Production plants are highly complex systems. Identifying the optimal sequence of machines and production steps not only saves a lot of money, but also contributes to energy and resource efficiency. Using Infineon Technologies Austria AG as an example, researchers at Lakeside Labs GmbH and the University of Klagenfurt are developing new algorithms to improve the efficiency of factories.
The semiconductor industry features some of the most complex production facilities in the world: Individual steps are performed at anywhere from 400 to 1,200 different machine stations. In many cases, these plants produce more than 1,500 products in around 300 different processing steps. But who decides which steps should be carried out at which machine and in which sequence in order to be able to produce as quickly and qualitatively as possible, while also saving energy and resources?

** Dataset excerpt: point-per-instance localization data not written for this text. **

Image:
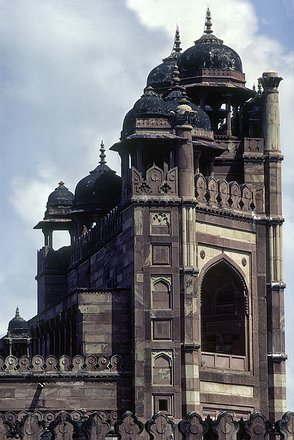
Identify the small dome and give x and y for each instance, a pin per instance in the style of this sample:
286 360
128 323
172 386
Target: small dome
160 78
18 327
209 52
150 105
100 190
60 198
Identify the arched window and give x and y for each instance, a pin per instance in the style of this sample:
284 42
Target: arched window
162 370
223 311
161 295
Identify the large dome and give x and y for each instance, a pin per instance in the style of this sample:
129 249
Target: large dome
150 105
60 198
100 190
160 78
208 52
177 97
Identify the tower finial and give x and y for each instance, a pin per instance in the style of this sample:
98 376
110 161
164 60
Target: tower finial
208 24
177 41
102 154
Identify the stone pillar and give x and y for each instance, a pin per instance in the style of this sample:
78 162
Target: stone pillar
229 116
186 162
273 209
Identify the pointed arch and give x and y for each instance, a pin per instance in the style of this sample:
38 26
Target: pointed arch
162 369
161 293
224 308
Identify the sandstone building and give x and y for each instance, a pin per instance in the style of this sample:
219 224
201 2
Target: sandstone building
170 295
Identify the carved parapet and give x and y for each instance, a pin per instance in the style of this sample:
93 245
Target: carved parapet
160 427
98 424
222 195
100 365
225 427
253 147
105 229
258 427
192 427
128 427
157 182
285 426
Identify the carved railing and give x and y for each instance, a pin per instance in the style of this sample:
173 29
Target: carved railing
157 182
104 230
100 365
220 194
99 425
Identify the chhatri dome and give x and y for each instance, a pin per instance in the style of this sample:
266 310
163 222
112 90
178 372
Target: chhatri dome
100 190
208 52
160 78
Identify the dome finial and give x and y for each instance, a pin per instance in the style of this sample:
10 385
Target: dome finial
177 41
208 24
102 154
176 75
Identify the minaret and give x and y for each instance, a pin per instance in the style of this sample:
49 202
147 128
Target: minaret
273 210
190 304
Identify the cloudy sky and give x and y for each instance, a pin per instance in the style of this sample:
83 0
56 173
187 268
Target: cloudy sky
71 69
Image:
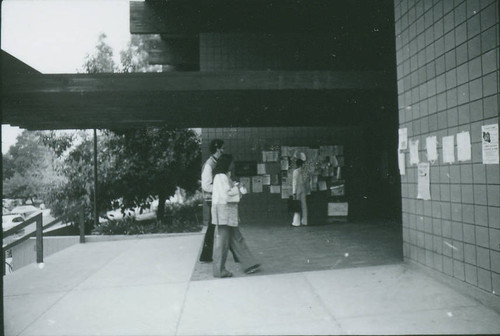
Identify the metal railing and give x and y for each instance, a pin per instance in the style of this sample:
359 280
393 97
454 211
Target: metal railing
38 219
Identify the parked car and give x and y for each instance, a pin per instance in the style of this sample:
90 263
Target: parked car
9 221
26 211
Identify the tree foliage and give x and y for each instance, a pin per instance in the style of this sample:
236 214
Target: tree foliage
153 162
135 166
32 170
102 58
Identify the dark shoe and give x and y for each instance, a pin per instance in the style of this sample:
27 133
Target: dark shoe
226 274
252 269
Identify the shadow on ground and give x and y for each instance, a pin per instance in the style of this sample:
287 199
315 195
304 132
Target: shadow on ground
284 249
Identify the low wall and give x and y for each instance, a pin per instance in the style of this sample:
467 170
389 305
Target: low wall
25 253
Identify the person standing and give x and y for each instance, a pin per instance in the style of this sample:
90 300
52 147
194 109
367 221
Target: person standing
216 148
299 191
225 199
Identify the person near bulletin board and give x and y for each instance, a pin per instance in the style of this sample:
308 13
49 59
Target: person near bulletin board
299 190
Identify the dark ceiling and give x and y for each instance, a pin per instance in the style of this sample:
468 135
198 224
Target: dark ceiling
342 95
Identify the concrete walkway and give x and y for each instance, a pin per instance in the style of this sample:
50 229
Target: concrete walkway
143 287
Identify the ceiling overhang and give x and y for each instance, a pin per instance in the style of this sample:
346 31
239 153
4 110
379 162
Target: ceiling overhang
192 99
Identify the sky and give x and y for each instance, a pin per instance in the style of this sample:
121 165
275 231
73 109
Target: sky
53 36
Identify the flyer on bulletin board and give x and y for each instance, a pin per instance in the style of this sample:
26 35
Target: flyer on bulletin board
245 182
490 143
403 138
449 149
431 146
423 185
414 151
463 146
256 184
402 163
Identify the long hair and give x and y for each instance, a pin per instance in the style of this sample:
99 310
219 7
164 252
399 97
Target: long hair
223 164
215 144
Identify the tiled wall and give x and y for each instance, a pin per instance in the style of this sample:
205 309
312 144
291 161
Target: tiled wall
247 144
448 82
279 51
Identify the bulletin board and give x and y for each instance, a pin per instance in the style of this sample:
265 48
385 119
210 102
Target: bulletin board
324 169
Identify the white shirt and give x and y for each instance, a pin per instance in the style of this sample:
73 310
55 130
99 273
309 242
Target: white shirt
224 190
206 174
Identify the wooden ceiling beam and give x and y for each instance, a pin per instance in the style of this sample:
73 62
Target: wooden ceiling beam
175 51
199 81
159 17
194 99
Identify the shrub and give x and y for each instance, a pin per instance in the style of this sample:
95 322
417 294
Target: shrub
179 217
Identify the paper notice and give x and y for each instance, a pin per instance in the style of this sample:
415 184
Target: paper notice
463 147
256 183
449 149
490 143
402 163
245 182
431 145
286 192
284 164
338 209
414 151
270 156
275 189
424 191
403 138
261 168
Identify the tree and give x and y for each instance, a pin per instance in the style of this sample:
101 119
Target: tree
102 58
153 162
32 168
134 165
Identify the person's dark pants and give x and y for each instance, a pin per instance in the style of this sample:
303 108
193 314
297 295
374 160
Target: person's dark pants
208 242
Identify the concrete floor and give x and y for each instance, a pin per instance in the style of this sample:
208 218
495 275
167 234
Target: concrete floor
282 248
144 286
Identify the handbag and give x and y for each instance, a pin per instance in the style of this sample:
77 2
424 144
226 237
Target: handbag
293 205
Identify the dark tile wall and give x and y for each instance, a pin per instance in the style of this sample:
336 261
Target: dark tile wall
448 82
294 51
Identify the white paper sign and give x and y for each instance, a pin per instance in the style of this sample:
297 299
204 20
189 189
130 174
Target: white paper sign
449 149
261 168
490 143
414 152
424 191
338 209
402 163
463 146
431 146
403 138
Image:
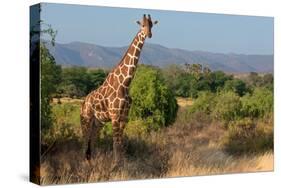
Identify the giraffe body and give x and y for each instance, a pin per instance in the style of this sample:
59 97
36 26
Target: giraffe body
111 101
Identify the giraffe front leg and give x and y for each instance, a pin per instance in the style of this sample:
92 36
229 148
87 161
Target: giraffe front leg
118 147
86 125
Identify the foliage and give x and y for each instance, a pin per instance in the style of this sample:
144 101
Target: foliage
204 103
66 122
79 81
188 81
237 86
258 104
152 99
227 107
248 136
50 78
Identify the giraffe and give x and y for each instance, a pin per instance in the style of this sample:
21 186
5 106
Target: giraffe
111 101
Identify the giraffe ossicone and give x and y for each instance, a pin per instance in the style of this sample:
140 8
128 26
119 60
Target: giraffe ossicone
111 101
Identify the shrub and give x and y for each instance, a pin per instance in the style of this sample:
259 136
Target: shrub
66 123
259 104
247 136
204 103
152 100
237 86
227 107
49 79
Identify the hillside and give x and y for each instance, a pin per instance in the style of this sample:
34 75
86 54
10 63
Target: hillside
91 55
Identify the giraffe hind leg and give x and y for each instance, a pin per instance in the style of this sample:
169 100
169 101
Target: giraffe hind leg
86 125
91 136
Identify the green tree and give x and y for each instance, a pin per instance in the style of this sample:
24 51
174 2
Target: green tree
237 86
79 81
258 104
152 99
50 78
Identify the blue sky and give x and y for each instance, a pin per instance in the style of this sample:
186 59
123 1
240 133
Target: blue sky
191 31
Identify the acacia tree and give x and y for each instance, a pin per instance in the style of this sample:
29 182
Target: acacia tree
49 78
49 71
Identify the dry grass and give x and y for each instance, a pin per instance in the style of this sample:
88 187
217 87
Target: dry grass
183 149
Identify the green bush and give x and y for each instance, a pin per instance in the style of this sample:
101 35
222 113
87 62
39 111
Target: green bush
152 100
204 103
258 104
227 107
66 123
237 86
247 136
49 79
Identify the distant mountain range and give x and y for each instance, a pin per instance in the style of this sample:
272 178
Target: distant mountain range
91 55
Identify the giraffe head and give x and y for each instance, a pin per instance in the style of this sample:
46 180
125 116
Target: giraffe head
146 25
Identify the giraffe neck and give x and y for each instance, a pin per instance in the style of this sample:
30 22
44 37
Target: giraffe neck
128 64
133 53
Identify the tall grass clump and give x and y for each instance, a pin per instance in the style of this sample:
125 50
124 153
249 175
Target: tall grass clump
153 101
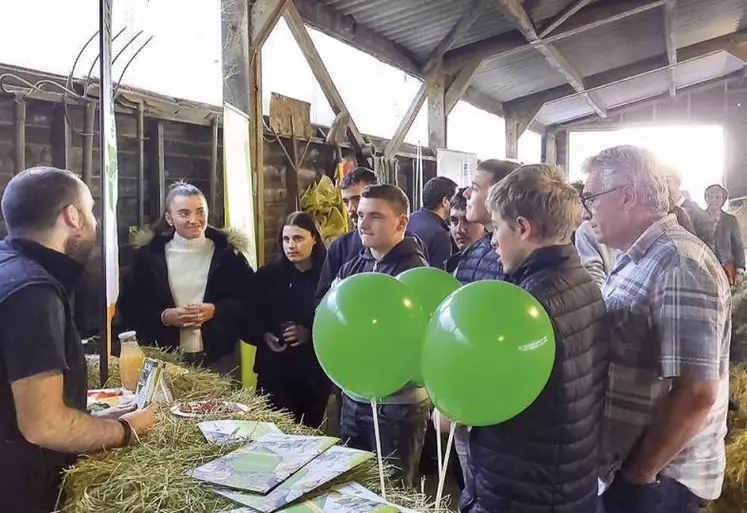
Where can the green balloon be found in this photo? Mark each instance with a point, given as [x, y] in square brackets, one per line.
[488, 353]
[368, 334]
[430, 286]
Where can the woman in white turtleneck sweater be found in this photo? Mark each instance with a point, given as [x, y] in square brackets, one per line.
[190, 285]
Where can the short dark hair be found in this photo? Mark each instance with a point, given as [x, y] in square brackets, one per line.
[307, 222]
[181, 189]
[458, 201]
[393, 195]
[33, 199]
[437, 189]
[500, 169]
[177, 189]
[359, 175]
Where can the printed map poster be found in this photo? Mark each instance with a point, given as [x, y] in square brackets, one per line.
[265, 463]
[234, 431]
[328, 466]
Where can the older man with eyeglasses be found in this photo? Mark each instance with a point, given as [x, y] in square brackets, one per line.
[669, 305]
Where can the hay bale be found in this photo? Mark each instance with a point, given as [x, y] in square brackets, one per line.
[151, 476]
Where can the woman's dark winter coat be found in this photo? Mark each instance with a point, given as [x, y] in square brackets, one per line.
[146, 294]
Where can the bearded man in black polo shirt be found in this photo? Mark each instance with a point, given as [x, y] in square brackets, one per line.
[43, 421]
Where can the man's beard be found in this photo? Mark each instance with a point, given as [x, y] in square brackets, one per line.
[80, 246]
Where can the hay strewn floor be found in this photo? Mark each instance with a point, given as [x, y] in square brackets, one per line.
[150, 477]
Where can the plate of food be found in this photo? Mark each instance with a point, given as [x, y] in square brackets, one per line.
[210, 407]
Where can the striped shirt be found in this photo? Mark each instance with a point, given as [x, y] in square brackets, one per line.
[670, 313]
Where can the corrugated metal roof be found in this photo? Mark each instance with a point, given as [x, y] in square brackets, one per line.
[507, 78]
[717, 65]
[563, 110]
[419, 25]
[700, 20]
[646, 86]
[616, 44]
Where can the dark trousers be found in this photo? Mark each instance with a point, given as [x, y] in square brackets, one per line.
[666, 496]
[307, 400]
[402, 429]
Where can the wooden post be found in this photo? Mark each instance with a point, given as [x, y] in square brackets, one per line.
[213, 201]
[512, 138]
[550, 148]
[60, 139]
[161, 169]
[437, 113]
[257, 144]
[89, 132]
[20, 134]
[140, 164]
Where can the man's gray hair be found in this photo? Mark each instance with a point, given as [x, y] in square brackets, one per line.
[539, 193]
[638, 167]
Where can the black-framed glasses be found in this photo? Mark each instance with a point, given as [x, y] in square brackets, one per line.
[587, 200]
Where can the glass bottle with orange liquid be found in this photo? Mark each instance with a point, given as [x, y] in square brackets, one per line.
[131, 359]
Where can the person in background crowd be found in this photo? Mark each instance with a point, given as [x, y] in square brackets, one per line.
[727, 239]
[464, 233]
[429, 223]
[701, 226]
[546, 458]
[403, 416]
[479, 261]
[349, 245]
[43, 376]
[669, 306]
[189, 286]
[287, 368]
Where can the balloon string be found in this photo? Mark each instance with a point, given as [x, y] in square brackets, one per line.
[378, 446]
[441, 480]
[437, 418]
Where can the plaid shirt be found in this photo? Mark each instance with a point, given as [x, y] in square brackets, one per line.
[670, 306]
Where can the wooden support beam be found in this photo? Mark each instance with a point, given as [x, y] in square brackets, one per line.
[321, 16]
[20, 134]
[235, 19]
[550, 148]
[265, 15]
[616, 115]
[141, 164]
[641, 68]
[89, 131]
[459, 85]
[593, 16]
[60, 139]
[213, 200]
[160, 174]
[302, 37]
[562, 17]
[257, 152]
[671, 46]
[412, 112]
[437, 113]
[465, 22]
[514, 12]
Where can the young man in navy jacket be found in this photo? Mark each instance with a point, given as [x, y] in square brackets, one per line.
[429, 223]
[403, 416]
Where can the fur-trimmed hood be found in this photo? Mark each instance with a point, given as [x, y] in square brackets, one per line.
[233, 237]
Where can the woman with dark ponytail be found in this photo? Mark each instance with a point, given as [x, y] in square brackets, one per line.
[190, 284]
[289, 372]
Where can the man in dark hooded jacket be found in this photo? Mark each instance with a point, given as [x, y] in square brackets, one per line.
[479, 260]
[403, 416]
[545, 459]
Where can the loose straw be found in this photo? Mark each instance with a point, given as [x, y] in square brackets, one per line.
[378, 446]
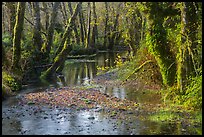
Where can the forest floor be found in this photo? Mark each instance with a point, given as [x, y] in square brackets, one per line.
[91, 99]
[85, 98]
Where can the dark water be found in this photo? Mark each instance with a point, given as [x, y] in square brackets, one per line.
[20, 119]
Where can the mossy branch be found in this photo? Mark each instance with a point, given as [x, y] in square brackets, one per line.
[137, 69]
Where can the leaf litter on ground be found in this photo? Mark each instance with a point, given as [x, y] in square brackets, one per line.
[79, 99]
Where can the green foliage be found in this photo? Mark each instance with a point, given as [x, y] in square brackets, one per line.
[7, 40]
[11, 81]
[193, 93]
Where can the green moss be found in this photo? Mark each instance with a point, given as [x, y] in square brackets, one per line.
[11, 81]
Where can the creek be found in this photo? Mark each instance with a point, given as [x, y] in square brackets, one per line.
[19, 119]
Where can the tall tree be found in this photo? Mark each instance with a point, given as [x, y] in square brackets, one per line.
[157, 40]
[37, 27]
[106, 31]
[88, 26]
[77, 38]
[113, 31]
[64, 46]
[18, 28]
[12, 14]
[187, 47]
[82, 24]
[49, 40]
[94, 38]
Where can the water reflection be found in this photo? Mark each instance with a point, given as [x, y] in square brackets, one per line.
[80, 72]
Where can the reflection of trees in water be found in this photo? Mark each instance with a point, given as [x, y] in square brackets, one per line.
[81, 72]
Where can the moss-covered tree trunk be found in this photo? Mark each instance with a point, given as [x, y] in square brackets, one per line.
[157, 42]
[64, 46]
[12, 16]
[88, 26]
[187, 45]
[49, 40]
[106, 31]
[17, 37]
[113, 32]
[69, 28]
[81, 20]
[94, 38]
[77, 38]
[37, 27]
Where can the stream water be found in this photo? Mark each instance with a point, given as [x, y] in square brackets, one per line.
[19, 119]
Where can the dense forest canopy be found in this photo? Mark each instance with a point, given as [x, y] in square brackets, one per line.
[43, 33]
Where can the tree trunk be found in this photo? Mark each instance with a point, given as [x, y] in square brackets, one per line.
[157, 43]
[50, 33]
[60, 58]
[37, 27]
[88, 26]
[95, 30]
[77, 38]
[18, 28]
[63, 11]
[185, 62]
[12, 14]
[81, 20]
[113, 33]
[106, 31]
[46, 16]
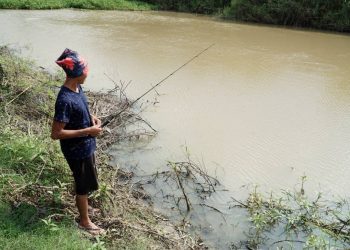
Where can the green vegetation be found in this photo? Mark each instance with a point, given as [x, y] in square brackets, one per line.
[20, 228]
[37, 207]
[319, 14]
[296, 219]
[78, 4]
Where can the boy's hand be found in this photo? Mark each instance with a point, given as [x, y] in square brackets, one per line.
[96, 121]
[95, 130]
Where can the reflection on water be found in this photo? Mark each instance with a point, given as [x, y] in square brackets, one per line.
[264, 105]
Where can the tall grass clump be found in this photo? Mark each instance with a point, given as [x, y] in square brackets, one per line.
[79, 4]
[296, 220]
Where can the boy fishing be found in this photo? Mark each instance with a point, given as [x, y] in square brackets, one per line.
[76, 129]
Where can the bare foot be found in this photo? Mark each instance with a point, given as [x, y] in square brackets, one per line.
[93, 211]
[91, 228]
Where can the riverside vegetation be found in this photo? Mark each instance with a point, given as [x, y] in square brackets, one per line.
[319, 14]
[37, 208]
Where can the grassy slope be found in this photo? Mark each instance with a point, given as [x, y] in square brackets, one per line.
[37, 207]
[81, 4]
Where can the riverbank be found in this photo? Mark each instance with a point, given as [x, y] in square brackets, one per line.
[77, 4]
[332, 16]
[37, 208]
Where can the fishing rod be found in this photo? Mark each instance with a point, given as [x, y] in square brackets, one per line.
[113, 116]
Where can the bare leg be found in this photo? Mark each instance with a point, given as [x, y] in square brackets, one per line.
[82, 204]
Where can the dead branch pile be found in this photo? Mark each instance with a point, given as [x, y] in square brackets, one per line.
[112, 102]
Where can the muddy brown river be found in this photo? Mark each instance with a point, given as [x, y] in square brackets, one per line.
[263, 106]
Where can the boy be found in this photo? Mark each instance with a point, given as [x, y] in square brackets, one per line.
[76, 129]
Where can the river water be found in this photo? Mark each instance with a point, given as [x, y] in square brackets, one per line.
[263, 106]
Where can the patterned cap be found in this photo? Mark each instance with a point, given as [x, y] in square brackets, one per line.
[73, 64]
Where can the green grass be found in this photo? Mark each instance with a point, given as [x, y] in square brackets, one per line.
[81, 4]
[21, 228]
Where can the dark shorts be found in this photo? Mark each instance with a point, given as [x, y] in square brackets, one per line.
[85, 174]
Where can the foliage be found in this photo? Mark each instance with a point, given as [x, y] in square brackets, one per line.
[293, 217]
[320, 14]
[196, 6]
[80, 4]
[21, 228]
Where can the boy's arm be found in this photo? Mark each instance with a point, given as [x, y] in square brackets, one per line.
[95, 120]
[58, 131]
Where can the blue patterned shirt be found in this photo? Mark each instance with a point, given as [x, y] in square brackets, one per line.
[72, 109]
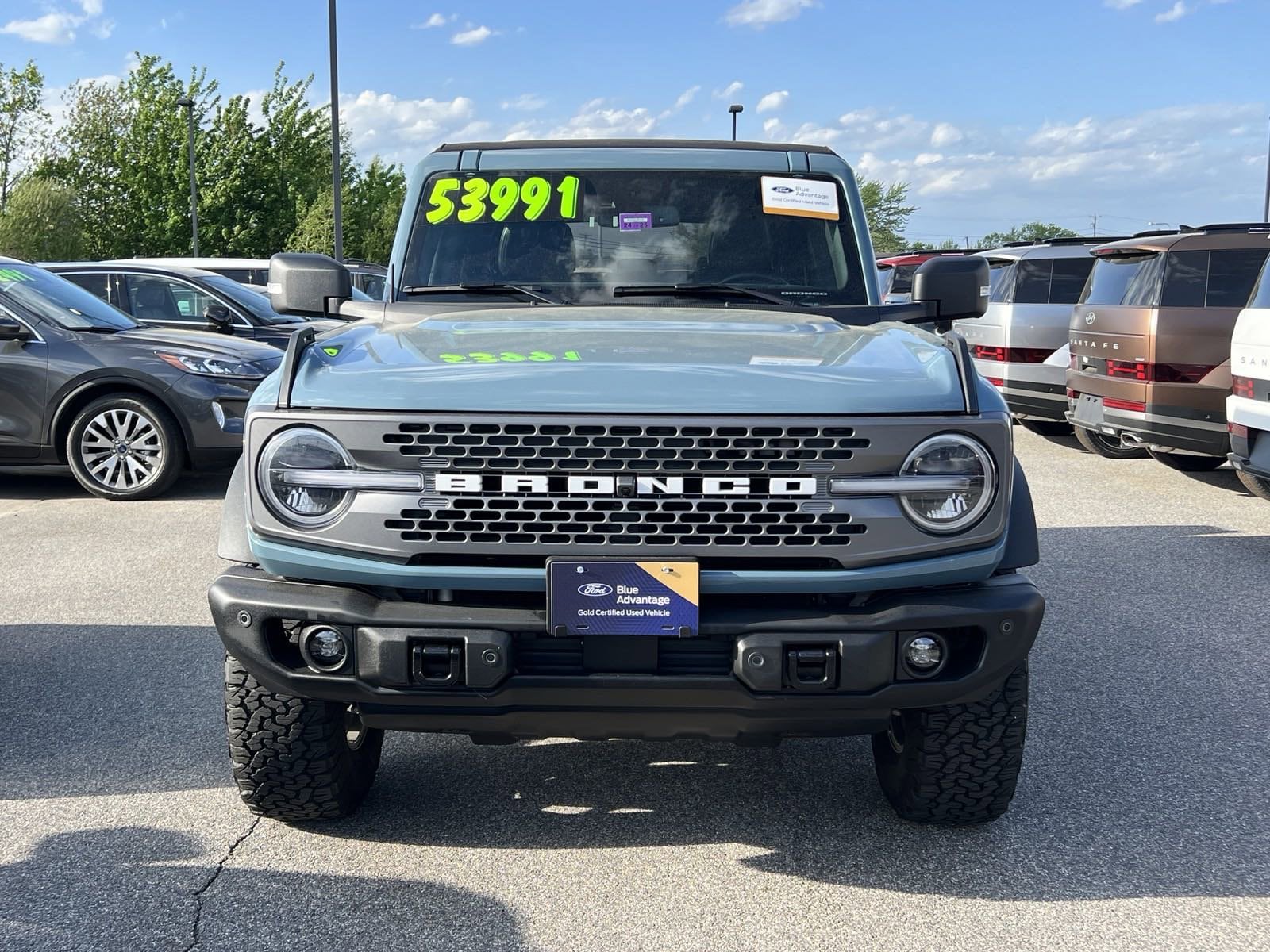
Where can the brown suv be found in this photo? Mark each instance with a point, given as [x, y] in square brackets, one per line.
[1151, 342]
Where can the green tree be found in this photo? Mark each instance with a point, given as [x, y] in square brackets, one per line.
[372, 209]
[1033, 232]
[41, 222]
[22, 121]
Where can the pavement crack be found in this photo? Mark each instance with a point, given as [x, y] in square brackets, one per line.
[211, 881]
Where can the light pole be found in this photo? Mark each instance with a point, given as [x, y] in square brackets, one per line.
[334, 136]
[188, 106]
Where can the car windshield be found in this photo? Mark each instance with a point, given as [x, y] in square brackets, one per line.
[57, 300]
[249, 300]
[1130, 279]
[578, 236]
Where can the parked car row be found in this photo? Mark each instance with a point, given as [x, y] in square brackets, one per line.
[1130, 342]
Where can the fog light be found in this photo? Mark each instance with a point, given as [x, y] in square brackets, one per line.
[325, 649]
[925, 654]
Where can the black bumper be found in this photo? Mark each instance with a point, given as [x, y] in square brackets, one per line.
[733, 682]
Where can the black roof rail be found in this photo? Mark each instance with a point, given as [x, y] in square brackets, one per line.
[1236, 226]
[1083, 239]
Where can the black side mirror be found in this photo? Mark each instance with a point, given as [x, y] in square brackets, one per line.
[219, 319]
[306, 285]
[958, 287]
[13, 329]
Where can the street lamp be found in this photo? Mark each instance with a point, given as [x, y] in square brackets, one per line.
[188, 106]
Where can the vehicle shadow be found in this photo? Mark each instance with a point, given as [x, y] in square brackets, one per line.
[1145, 774]
[57, 482]
[143, 888]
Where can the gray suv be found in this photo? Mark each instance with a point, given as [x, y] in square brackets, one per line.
[633, 450]
[126, 406]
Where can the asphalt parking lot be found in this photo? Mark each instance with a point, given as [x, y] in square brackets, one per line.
[1142, 819]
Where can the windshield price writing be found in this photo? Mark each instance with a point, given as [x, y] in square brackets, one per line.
[475, 200]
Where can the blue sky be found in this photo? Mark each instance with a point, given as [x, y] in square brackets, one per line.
[1136, 111]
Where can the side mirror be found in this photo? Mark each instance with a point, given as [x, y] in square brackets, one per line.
[306, 285]
[956, 286]
[219, 319]
[13, 329]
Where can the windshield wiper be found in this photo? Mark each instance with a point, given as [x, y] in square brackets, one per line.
[492, 289]
[700, 291]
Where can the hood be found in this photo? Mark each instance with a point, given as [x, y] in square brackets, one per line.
[628, 359]
[221, 344]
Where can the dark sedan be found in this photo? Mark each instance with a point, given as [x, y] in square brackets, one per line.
[171, 296]
[127, 406]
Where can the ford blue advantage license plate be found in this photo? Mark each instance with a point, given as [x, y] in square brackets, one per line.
[619, 597]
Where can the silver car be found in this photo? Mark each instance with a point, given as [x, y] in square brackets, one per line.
[1020, 344]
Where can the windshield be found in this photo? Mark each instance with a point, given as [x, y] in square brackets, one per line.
[247, 298]
[579, 236]
[54, 298]
[1130, 279]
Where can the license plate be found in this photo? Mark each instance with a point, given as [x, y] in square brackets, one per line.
[620, 597]
[1089, 412]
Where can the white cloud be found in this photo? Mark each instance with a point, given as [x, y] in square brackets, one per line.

“Human intelligence cannot solve these kinds of optimisation problems, and even the linear optimisation methods available to date are now reaching their limit given the highly complex, large and dynamic search space. It simply takes far too long to compute,” Martin Gebser (University of Klagenfurt) explains. Martin Gebser (Department of Artificial Intelligence and Cybersecurity) is a research partner and is collaborating on the FFG-funded project SwarmIn, led by Lakeside Labs GmbH, along with Vienna University of Economics and Business. Other partners from industry are Messfeld GmbH, Novunex GmbH and, of course, Infineon Technologies Austria AG. Most of these optimisation problems are so-called NP-hard problems that cannot be solved with conventional deterministic algorithms. The goal of SwarmIn is therefore to develop new algorithms that lead to improved solutions and, above all, increase the energy and resource efficiency in factories of this kind.
The project team can draw on extensive previous experience with so-called bio-inspired algorithms. These mimic the behaviour of real-life swarms such as birds, fish or ants. The result is swarm intelligence in the form of computationally intelligent, interactive multi-agent systems. SwarmIn aims to create a radically new architecture in order to combine different AI approaches from combinatorial optimisation and swarm intelligence for the first time. In addition, humans will be involved as swarm participants. This will result in software libraries that can be used for the application domain Industry 4.0.
But why is the behaviour of ants, to take one example, helpful in developing production facilities that are configured as ideally as possible? Melanie Schranz (Lakeside Labs GmbH) explains: “The ant colony is organised so that it can adapt to new challenges in the best possible way, it can withstand numerous disruptions and it can grow or shrink in size relatively easily. Adaptivity, robustness and scalability are therefore decisive advantages of swarm intelligence, which we also need for the systems we are investigating.”
This project is funded by the FFG and the Federal Ministry for Climate Protection, Environment, Mobility, Innovation and Technology (BMK) as part of the FFG programme “Production of the Future”.